Issue 38 takes a break from ghoul-smashing to follow the life of Aunt Kizzie, The Goon’s mother figure whose death jump-started the series. Dedicated to writer/artist Eric Powell’s grandmother, the story follows Kizzie’s childhood with Rooney (The Goon’s psychopathic father), her unhealthy interactions with a gross of abusive men at home and at her job as a circus strongwoman, and her eventual acceptance of her unconventional abilities and looks. The departure from fighting the zombie hordes of the Priest, only to face the actualized menace of misogyny and emotional abuse, is a welcome one; Kizzie’s triumph over these more esoteric, unfortunately-normalized forces is a refreshing victory on the “smaller” scale of those seen in most mainstream comics.
That’s not, of course, to say that the narrative is particularly subtle in how it goes about this. Several dramatic moments are followed by a bug-eyed, hyper-kinetic freak-out by one of the principal characters – while such outbursts do fit the bill for such a violent family of central characters, they come across as schizophrenic at times. The best instance of this is an early scene involving a child’s murder: a well-laid out page, almost entirely wordless, is full of emotion conveyed almost solely by the eyes and panicked faces of Kizzie, Rooney, and the victim. Rooney then seizes Kizzie, madness in his bulging eyes, and threatens her to help him hide the body; what follows is an incredibly tender moment with Kizzie’s grandfather, again almost wordless.

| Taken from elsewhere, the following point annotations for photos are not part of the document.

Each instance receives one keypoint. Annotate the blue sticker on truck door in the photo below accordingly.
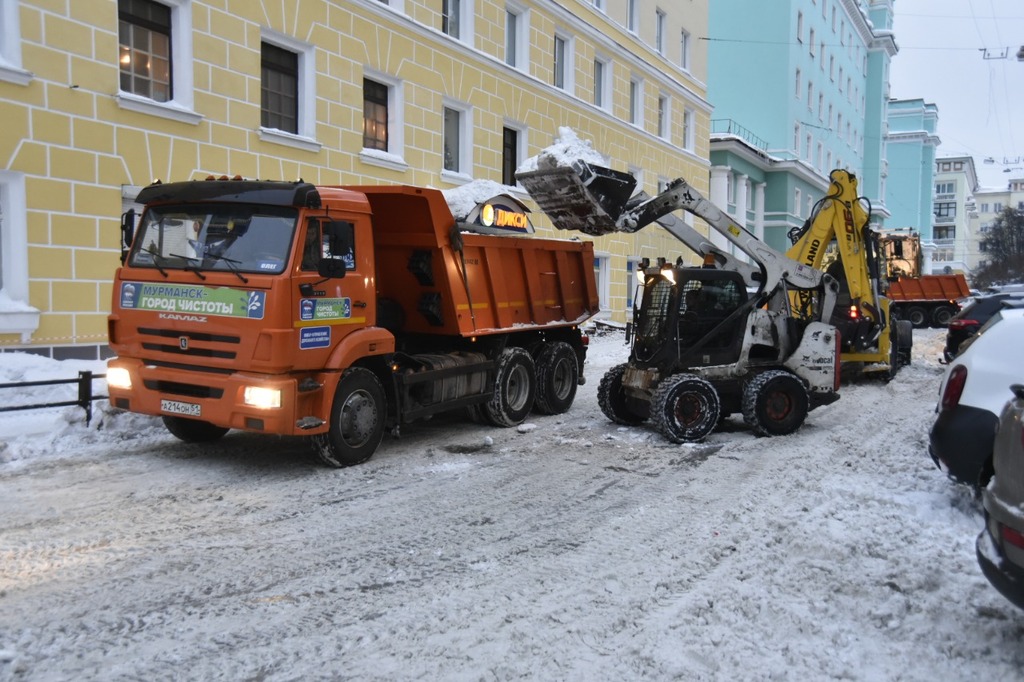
(314, 337)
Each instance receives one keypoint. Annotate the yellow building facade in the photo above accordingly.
(99, 97)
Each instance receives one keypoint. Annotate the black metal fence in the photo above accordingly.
(85, 394)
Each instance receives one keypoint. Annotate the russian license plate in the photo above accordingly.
(177, 408)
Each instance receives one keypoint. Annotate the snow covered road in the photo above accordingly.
(567, 549)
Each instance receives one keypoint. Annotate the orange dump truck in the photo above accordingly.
(336, 312)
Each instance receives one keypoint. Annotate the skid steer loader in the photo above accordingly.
(724, 338)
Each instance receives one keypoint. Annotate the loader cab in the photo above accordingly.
(690, 317)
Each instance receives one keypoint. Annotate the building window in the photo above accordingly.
(636, 110)
(560, 66)
(279, 88)
(510, 155)
(144, 36)
(664, 114)
(689, 135)
(375, 115)
(659, 32)
(453, 134)
(451, 17)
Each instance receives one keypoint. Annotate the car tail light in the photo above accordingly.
(1012, 536)
(954, 387)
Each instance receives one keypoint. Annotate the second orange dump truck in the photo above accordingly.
(339, 311)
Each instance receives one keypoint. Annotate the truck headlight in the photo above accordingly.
(263, 398)
(118, 377)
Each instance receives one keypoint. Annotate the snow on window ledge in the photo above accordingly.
(17, 317)
(165, 110)
(279, 136)
(383, 159)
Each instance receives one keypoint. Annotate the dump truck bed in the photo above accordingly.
(929, 288)
(448, 282)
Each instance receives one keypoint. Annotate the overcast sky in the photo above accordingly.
(962, 56)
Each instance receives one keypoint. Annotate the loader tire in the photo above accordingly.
(557, 378)
(515, 388)
(357, 417)
(194, 430)
(611, 398)
(775, 402)
(685, 408)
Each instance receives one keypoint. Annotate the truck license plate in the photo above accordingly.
(176, 408)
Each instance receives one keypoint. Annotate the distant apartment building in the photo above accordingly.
(799, 87)
(100, 97)
(953, 209)
(990, 202)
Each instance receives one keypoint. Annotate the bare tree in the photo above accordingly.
(1003, 246)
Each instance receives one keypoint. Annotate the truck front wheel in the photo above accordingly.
(557, 378)
(357, 417)
(193, 430)
(685, 408)
(775, 402)
(515, 388)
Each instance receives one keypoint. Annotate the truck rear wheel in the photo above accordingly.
(916, 315)
(557, 378)
(611, 398)
(775, 402)
(515, 388)
(685, 408)
(942, 314)
(357, 417)
(193, 430)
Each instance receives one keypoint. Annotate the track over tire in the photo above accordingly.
(685, 408)
(557, 378)
(916, 315)
(357, 417)
(612, 400)
(515, 388)
(942, 314)
(194, 430)
(775, 402)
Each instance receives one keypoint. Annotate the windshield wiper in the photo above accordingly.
(230, 262)
(192, 268)
(156, 259)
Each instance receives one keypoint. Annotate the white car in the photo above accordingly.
(974, 389)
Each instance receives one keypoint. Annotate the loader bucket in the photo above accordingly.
(581, 197)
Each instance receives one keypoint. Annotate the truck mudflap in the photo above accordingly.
(581, 197)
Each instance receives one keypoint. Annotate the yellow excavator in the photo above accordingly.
(837, 239)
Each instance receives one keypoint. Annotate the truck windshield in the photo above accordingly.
(215, 237)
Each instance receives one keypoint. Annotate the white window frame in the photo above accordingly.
(465, 172)
(394, 157)
(604, 86)
(568, 70)
(10, 44)
(16, 315)
(521, 14)
(181, 107)
(664, 116)
(306, 136)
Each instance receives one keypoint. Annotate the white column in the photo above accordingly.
(759, 210)
(720, 197)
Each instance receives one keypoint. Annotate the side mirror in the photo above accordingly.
(127, 232)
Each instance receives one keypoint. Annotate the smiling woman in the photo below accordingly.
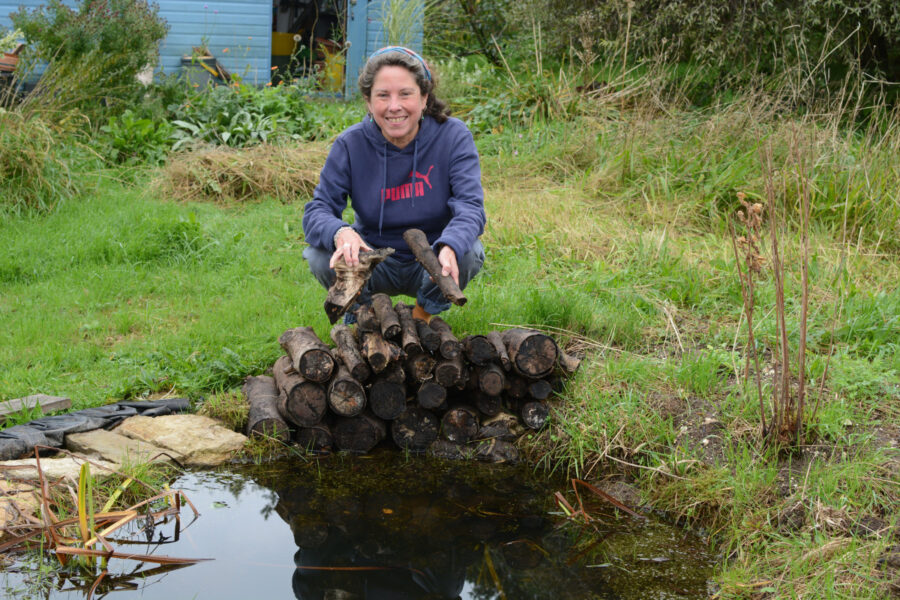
(407, 165)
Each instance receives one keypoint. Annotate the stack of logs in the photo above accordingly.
(416, 381)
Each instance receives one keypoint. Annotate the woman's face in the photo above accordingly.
(396, 104)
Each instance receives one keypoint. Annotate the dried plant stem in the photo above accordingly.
(748, 294)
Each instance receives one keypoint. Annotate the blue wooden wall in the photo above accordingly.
(366, 34)
(239, 32)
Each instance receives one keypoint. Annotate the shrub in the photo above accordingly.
(33, 172)
(92, 52)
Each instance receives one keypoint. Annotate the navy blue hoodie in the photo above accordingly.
(433, 184)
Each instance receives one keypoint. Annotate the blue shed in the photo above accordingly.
(251, 37)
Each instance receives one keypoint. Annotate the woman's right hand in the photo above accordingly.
(348, 244)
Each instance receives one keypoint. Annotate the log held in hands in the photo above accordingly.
(264, 420)
(349, 281)
(420, 247)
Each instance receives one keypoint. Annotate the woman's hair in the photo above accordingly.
(402, 57)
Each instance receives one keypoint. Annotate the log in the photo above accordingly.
(448, 372)
(497, 340)
(450, 346)
(394, 373)
(449, 450)
(349, 281)
(516, 386)
(377, 350)
(415, 429)
(503, 426)
(460, 424)
(317, 439)
(534, 414)
(428, 337)
(310, 357)
(421, 249)
(532, 353)
(539, 389)
(358, 434)
(497, 451)
(479, 350)
(409, 336)
(387, 318)
(346, 395)
(491, 380)
(300, 402)
(366, 319)
(431, 395)
(264, 420)
(347, 349)
(568, 363)
(488, 405)
(387, 398)
(420, 365)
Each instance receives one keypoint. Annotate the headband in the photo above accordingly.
(406, 51)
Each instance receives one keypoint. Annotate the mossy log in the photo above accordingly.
(349, 281)
(479, 350)
(534, 414)
(310, 357)
(346, 394)
(460, 424)
(347, 349)
(431, 395)
(358, 434)
(415, 429)
(264, 419)
(300, 402)
(532, 353)
(387, 317)
(450, 347)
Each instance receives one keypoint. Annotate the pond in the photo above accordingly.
(389, 526)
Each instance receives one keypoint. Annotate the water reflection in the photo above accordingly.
(383, 526)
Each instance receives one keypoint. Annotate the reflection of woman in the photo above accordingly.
(407, 165)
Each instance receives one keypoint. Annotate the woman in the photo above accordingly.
(407, 165)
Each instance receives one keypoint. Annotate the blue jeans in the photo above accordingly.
(393, 277)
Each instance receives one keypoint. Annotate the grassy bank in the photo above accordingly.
(611, 232)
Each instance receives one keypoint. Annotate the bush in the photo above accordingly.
(737, 39)
(34, 175)
(93, 52)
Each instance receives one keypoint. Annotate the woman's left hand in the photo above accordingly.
(449, 267)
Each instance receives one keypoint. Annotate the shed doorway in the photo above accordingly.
(308, 38)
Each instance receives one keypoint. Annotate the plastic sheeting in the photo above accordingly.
(20, 440)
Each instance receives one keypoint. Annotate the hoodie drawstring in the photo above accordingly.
(412, 182)
(383, 189)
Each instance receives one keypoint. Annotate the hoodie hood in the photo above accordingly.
(433, 184)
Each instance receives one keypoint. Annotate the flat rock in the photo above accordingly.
(63, 467)
(117, 448)
(201, 441)
(19, 502)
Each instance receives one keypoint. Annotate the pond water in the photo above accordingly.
(385, 526)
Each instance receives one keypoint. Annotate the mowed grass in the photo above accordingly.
(611, 233)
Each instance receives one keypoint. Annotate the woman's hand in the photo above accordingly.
(348, 244)
(447, 258)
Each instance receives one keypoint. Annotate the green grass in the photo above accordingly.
(609, 231)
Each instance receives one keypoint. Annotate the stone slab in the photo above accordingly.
(18, 501)
(201, 441)
(117, 448)
(47, 404)
(64, 467)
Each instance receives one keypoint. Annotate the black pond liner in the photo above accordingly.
(19, 440)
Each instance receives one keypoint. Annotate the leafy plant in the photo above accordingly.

Those tender moments are the real meat in this issue, and there are enough of them to forgive the flaws: Kizzie with her grandfather, a moonlit chat between two lovers under a tree, a single heartbreaking panel in a doctor’s office, all conveyed with skill (and few words) by Powell. Though the final two pages are somewhat maudlin, with the dialogue suddenly seeing a shift to a Silvery Age-y “I WILL STATE MY INTENT” style, one can clearly see the care brought to this issue’s crafting by a writer/artist paying tribute to a lost family member.
And the art! I’m an enormous fan of well-done grotesquerie in my comics, and issue 38 has plenty of Eric Powell’s beautifully ugly penciling. Smashed-in faces, squashed noses, and gaps in teeth abound in even the “prettiest” characters, and every action is granted a dynamic purpose with fluid, clean movement and sensible anatomy. The page layouts are impressive, to say the least – several significant moments are given un-paneled freedom to stretch out beyond the square walls, and the breathing room helps the flow immensely. With Dave “Best Colorist in Comics, Not The Eurythmics Member” Stewart’s sepia tones shifting to monochromes with accents, one gets a real sense of time shift as Kizzie’s life passes.
The Goon #38 serves as a fitting tribute, an artistic showcase, and one of the finer one-shots I’ve seen in the last few months.